Off to the left somewhere, she heard the native say something and then laugh again.
“Yeah,” Takura groused, somewhat less than amused. “The big woman has a temper.”
“Big temper!” The native roared with laughter.
Levina fumed. Where was the river? She turned around again. She could hear crunching footsteps coming through the undergrowth after her. Takura most likely, coming to apologize. In no mood to be mollified, she walked faster, punching her way through a thick wall of leaves—this was a whole lot easier when she was following behind Takura—and unexpectedly finding the river when she almost fell down the steep embankment that su
ddenly appeared right in front of her. The caiman that had been sunning itself at the muddy bottom splashed into the water and disappeared.
Her involuntary step back bumped her into Takura.
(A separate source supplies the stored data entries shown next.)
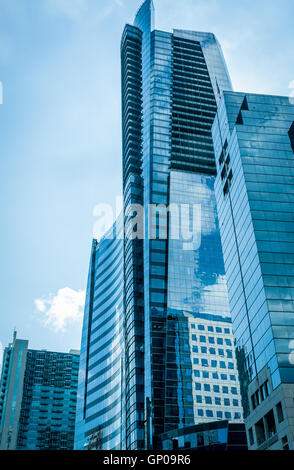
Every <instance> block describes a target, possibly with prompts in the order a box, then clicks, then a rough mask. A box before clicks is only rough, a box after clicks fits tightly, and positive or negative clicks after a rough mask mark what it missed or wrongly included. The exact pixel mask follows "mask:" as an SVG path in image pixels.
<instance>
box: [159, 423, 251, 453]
mask: <svg viewBox="0 0 294 470" xmlns="http://www.w3.org/2000/svg"><path fill="white" fill-rule="evenodd" d="M162 449H163V450H170V451H172V450H173V451H179V450H189V449H191V450H199V451H200V450H201V451H203V450H208V451H212V450H213V451H224V450H235V451H236V450H240V451H246V450H247V449H248V448H247V440H246V432H245V426H244V424H241V423H240V424H237V423H229V422H228V421H215V422H210V423H205V424H200V425H197V426H189V427H187V428H184V429H177V430H175V431H171V432H169V433H166V434H163V436H162Z"/></svg>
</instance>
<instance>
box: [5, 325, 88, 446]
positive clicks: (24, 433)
mask: <svg viewBox="0 0 294 470" xmlns="http://www.w3.org/2000/svg"><path fill="white" fill-rule="evenodd" d="M78 367H79V352H77V351H71V352H70V353H68V354H66V353H58V352H49V351H45V350H44V351H37V350H31V349H28V341H26V340H21V339H17V338H16V334H15V335H14V339H13V342H12V343H11V344H9V346H8V347H7V348H5V350H4V357H3V368H2V375H1V384H0V449H1V450H70V449H73V445H74V426H75V413H76V395H77V380H78Z"/></svg>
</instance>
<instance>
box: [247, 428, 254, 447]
mask: <svg viewBox="0 0 294 470" xmlns="http://www.w3.org/2000/svg"><path fill="white" fill-rule="evenodd" d="M248 434H249V443H250V445H251V446H253V444H254V437H253V429H252V428H250V429H249V431H248Z"/></svg>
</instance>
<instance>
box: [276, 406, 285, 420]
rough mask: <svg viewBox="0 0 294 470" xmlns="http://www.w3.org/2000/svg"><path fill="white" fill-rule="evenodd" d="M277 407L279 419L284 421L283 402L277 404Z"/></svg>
mask: <svg viewBox="0 0 294 470" xmlns="http://www.w3.org/2000/svg"><path fill="white" fill-rule="evenodd" d="M276 409H277V415H278V421H279V423H282V422H283V421H284V413H283V408H282V403H281V402H280V403H278V404H277V406H276Z"/></svg>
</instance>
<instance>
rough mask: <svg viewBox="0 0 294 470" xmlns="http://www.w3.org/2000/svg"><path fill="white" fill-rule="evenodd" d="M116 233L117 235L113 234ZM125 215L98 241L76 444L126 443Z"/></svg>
mask: <svg viewBox="0 0 294 470" xmlns="http://www.w3.org/2000/svg"><path fill="white" fill-rule="evenodd" d="M110 234H113V238H108V237H109V236H110ZM122 234H123V232H122V221H121V219H120V220H119V221H118V222H117V223H116V224H115V225H114V228H112V229H111V231H110V232H109V233H108V234H106V235H105V237H104V238H103V239H102V240H101V241H100V242H97V241H95V240H94V241H93V246H92V253H91V263H90V270H89V280H88V287H87V295H86V305H85V316H84V325H83V338H82V351H81V359H80V369H79V388H78V406H77V421H76V436H75V448H76V449H90V450H91V449H103V450H120V449H123V448H124V424H123V423H124V419H123V415H124V406H123V400H124V386H123V379H124V366H123V360H124V332H123V237H122Z"/></svg>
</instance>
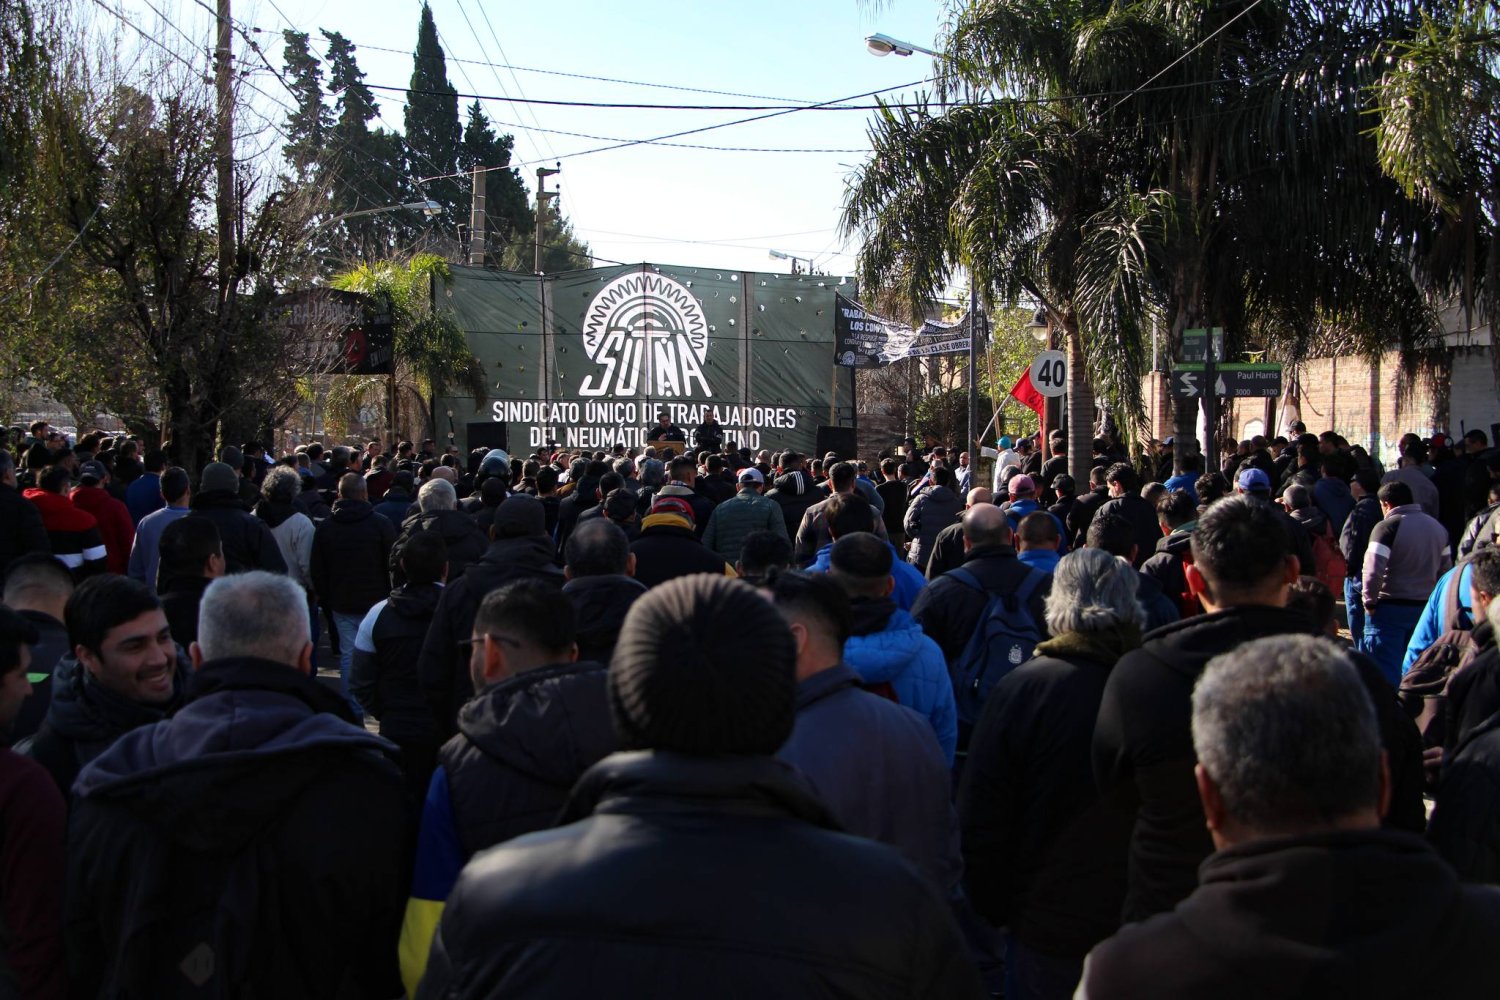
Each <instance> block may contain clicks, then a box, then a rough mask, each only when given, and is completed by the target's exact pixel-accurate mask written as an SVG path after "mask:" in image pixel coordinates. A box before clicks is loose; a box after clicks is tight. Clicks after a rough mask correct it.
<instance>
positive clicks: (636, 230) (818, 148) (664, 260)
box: [95, 0, 942, 274]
He seized her shoulders, jerking her around and giving her a single, hard shake before pulling her in so close that they were almost chest to heaving chest. “People get lost fast and easy in the jungle! Don’t you ever go more than two steps from my side again!”
“What’s the matter, Mr. Takol?” she snapped back. “Afraid you won’t be able to track my massive girth through the undergrowth?”
His eyes narrowed and he shook his head once, trying to make sense of her. “What?”
“I’m big, remember?”
“He didn’t mean you’re fat, dammit!” Takura scowled and gestured behind him. “Yaolo is barely five feet tall. Everyone is big to him!”
She glared at him, not quite placated but feeling down right childish when all she could protest was, “You made fun of me.”
“What are you, twelve?” He neither softened, nor looked at all apologetic, though he did relax his bruising grip on her arms. “You head off on your own again and I’ll bust your backside.” Stepping aside, he pulled back a waist-high tree branch and gestured for her to precede him back to the still chuckling Yaolo. “Walk.”
Levina lowered her eyes, locking her mutinous expression on the ground where he couldn’t see it. Not that it seemed to matter. As soon as she moved out ahead of him, he let go of the branch. It snapped across the muddy seat of her chemise, branding a line of stinging fire into her that could have rivaled any cane stroke Parnell had ever delivered. The force of that blow jolted through her hips, knocking her half a set forward.
“Oh!” She whirled to stare at him, eyes and mouth both round with outrage and her hands flashing back to grab at the throbbing, smarting flesh behind her. She rubbed furiously but the fire refused to be extinguished. “Y-y-you! You did that on purpose!”